Waiting lists have also caused an increased class disparity in accessing care, as increasing numbers of women are turning to private healthcare practitioners to avoid them. Whilst this is completely understandable, if it continues to happen on a large scale it risks making the situation worse for women who can’t fork out for private diagnosis and treatment by reducing demand for adequate NHS resources. 

“Progress is needed because, ultimately, creating more gender equality within healthcare doesn’t solely benefit women; it benefits everyone and anyone who lives in a world where women exist.”

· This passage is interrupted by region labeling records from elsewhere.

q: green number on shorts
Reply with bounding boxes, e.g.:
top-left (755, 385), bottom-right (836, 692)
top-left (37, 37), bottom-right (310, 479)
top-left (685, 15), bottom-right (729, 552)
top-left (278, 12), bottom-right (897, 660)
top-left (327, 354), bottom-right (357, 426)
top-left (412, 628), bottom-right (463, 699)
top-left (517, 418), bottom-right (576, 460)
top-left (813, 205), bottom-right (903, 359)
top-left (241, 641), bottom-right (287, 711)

The neglect of women’s healthcare is not solely confined to women’s reproductive health. It also extends to general health conditions that can affect women either disproportionately or differently to men. For example, women are 50% more likely to be misdiagnosed after a heart attack, due to a lack of understanding of how symptoms differ across the sexes. Furthermore, women are underrepresented in medical trials in the UK. Whilst 90% of trials include both sexes, there are 67% more male-only trials than women-only trials. This is a concerning discrepancy since there are not more male-only diseases than female-only diseases to justify it, and it leaves women and their doctors with a lack of knowledge about how certain diseases, conditions and drugs might affect them.

What is particularly concerning is the lack of knowledge about how diseases, conditions and drugs might affect pregnant and breastfeeding women since they are only included in 1.1% and 0.6% of trials, respectively. Whilst there are valid ethical concerns about including these women in medical trials, collecting this data is necessary so that the medical profession better understands how women are likely to react to specific conditions and treatments at different stages of their lives.

Progress is needed because, ultimately, creating more gender equality within healthcare doesn’t solely benefit women; it benefits everyone and anyone who lives in a world where women exist.